Reputation: 4408
Somewhere I have heard that using multi row selection in cassandra is bad because for each row selection it runs new query, so for example if i want to fetch 1000 rows at once it would be the same as running 1000 separate queries at once, is that true?
And if it is how bad would it be to keep selecting around 50 rows each time page is loaded if say i have 1000 page views in a single minute, would it severely slow cassandra down or not?
P.S I'm using PHPCassa
for my project
Upvotes: 1
Views: 202
Reputation: 4024
1) I have little bit debugged the Cassandra code base and as per my observation to query multiple rows at the same time cassandra has provided the multiget() functionality which is also inherited in phpcassa.
2) Multiget is optimized to to handle the batch request and it saves your network hop.(like for 1k rows there will be 1k round trips, so it definitely reduces the time for 999 round trips)
3) More about multiget() in phpcassa: php cassa multiget()
Upvotes: 1
Reputation: 716
We are using Playorm for Cassandra and there is a "findAll" pattern there which provides support to fetch all rows quickly.

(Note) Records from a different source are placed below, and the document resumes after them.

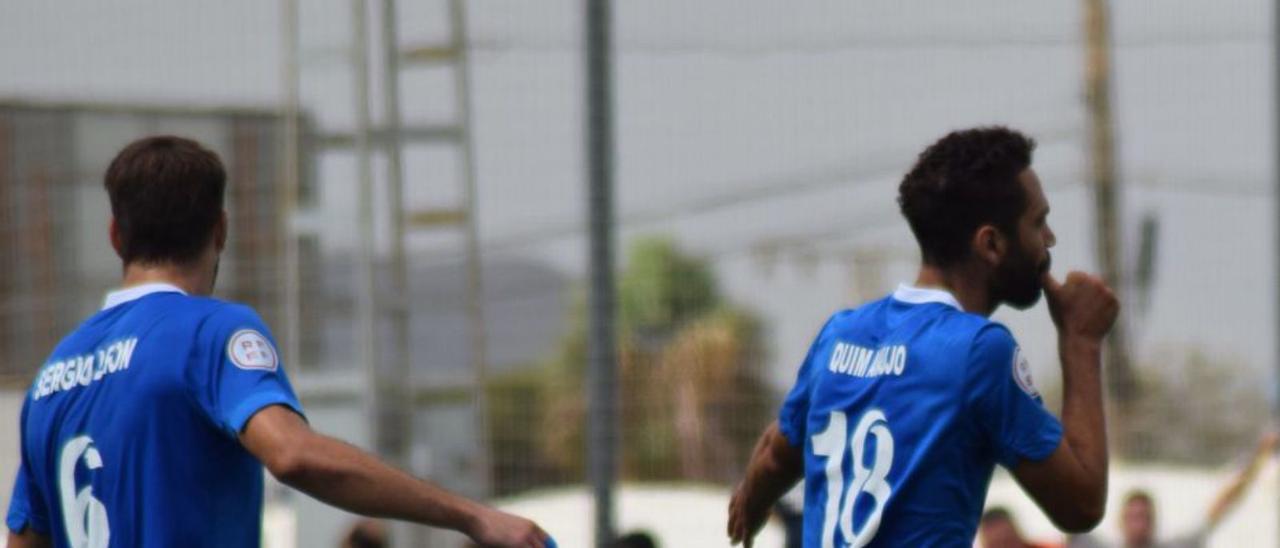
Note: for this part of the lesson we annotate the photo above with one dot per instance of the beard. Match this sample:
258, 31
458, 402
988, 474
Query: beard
1018, 281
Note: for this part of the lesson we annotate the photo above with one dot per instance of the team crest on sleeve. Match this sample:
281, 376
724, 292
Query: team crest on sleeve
1023, 374
251, 350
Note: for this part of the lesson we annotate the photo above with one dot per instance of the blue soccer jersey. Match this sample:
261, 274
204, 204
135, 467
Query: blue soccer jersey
904, 406
129, 432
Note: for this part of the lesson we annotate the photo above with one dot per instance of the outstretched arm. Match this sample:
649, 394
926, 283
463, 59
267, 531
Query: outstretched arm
775, 469
351, 479
1232, 493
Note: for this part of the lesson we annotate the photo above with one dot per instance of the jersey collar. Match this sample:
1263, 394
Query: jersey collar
132, 293
913, 295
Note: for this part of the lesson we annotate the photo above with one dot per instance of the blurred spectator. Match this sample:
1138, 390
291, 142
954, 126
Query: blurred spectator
1138, 512
997, 530
635, 539
366, 534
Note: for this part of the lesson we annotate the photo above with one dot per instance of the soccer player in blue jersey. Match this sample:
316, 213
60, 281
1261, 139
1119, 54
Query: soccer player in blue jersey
150, 423
904, 406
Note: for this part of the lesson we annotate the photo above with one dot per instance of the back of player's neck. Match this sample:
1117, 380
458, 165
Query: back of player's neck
186, 278
963, 286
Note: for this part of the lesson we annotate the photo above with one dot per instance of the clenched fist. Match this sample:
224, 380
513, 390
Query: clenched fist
1083, 306
744, 521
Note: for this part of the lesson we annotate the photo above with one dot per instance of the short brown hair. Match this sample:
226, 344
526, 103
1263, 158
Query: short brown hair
167, 199
1138, 496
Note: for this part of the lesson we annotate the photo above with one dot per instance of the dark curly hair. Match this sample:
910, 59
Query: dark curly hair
961, 182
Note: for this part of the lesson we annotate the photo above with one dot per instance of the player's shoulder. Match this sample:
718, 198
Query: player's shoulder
219, 315
850, 316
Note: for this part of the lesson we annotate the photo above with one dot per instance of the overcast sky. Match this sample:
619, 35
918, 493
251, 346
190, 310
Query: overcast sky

Visit https://github.com/deanhiller/playorm/wiki/Support-for-retrieving-many-entities-in-parallel for more details.
Upvotes: 1
Reputation: 2366
Yes, running a query for 1000 rows is the same as running 1000 queries (if you use the recommended RandomPartitioner
). However, I wouldn't be overly concerned by this. In Cassandra, querying for a row by its key is a very common, very fast operation.
As to your second question, it's difficult to tell ahead of time. Build it and test it. Note that Cassandra does use in memory caching so if you are querying the same rows then they will cache.
Upvotes: 3